Artist Robert Barnes (American, b. 1934)
Title Poetry Reading at the Dil
Series The Dil Pickle Club
Date March 2, 2012
Medium Pastel and casein on paper
Dimensions Image: 15 3/4 × 20 1/16 in. (40 × 51 cm)
Sheet: 22 9/16 × 30 in. (57.3 × 76.2 cm)
Framed: 28 × 32 × 1 1/2 in. (71.1 × 81.3 × 3.8 cm)
Credit Line Museum purchase with funds from Estate of Herman B Wells via the Joseph Granville and Anna Bernice Wells Memorial Fund, Eskenazi Museum of Art, Indiana University
Accession Number 2012.41
About this Work
Robert Barnes taught in IU’s fine arts department for thirty-five years before retiring in 1999. Although residing primarily in Bloomington, Indiana; Umbria, Italy; and Searsport, Maine, he is loosely associated with the Chicago Imagists because of his training at the School of the Art Institute of Chicago, his figurative subjects, and representation by major Chicago art dealers. Nonetheless, this piece is from one of his few series to address a specifically Chicago theme.

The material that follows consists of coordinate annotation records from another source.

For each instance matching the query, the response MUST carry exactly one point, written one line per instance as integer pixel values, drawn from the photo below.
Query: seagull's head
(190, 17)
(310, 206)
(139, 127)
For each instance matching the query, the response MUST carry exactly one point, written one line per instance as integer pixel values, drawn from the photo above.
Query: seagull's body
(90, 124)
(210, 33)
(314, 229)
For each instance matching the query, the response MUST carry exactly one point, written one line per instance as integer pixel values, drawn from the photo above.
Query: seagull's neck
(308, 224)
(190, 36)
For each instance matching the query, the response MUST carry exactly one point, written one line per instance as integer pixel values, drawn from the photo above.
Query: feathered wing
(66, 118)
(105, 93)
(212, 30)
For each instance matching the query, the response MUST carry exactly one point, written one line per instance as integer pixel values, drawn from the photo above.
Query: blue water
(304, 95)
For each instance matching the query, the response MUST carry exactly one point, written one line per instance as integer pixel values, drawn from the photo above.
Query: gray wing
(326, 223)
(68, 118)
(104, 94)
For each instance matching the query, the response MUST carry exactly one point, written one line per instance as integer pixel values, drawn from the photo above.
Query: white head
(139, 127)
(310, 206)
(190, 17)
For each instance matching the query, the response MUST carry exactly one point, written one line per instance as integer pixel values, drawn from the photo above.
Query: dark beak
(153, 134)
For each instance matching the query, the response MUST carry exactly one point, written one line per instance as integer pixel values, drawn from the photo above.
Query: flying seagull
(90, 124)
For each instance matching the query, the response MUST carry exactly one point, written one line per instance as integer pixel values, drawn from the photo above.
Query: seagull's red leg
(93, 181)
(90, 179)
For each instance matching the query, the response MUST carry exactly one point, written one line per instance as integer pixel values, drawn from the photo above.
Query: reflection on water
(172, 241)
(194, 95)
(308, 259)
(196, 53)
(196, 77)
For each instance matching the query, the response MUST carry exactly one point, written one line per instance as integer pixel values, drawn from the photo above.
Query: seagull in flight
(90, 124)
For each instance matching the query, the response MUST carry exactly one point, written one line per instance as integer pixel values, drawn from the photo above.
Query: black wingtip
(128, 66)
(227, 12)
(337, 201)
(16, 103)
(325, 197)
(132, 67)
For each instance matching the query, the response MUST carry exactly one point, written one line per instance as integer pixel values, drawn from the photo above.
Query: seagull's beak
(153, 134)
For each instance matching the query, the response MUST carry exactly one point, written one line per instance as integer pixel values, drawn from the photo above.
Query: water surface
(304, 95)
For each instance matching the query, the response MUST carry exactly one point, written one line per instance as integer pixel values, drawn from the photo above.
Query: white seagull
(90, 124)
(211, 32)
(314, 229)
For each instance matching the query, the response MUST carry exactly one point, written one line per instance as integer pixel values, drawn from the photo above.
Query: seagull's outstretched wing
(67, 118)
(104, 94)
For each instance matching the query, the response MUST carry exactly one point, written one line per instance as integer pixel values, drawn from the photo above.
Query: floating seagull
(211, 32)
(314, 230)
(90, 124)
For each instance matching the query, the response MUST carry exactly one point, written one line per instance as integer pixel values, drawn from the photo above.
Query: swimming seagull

The Dil Pickle Club, a Bohemian nightspot in Chicago from 1917 to 1935, was begun by the labor activist John “Jack” Jones. This scene shows the stimulating atmosphere of the club. Although it depicts a poetry reading as seen reflected in the convex mirror surrounded by a fireball of creativity, the image also hints at the club’s diverse range of social activities, with a dancing figure in the upper left; a group of people attending a lecture on free sex in the lower right; and a pair of seated men (Maxwell Bodenheim and Carl Sandburg) debating art, science, culture, or politics near the center. Among the club’s other noted attendees were Clarence Darrow, Upton Sinclair, Sherwood Anderson, Emma Goldman, and William Carlos Williams.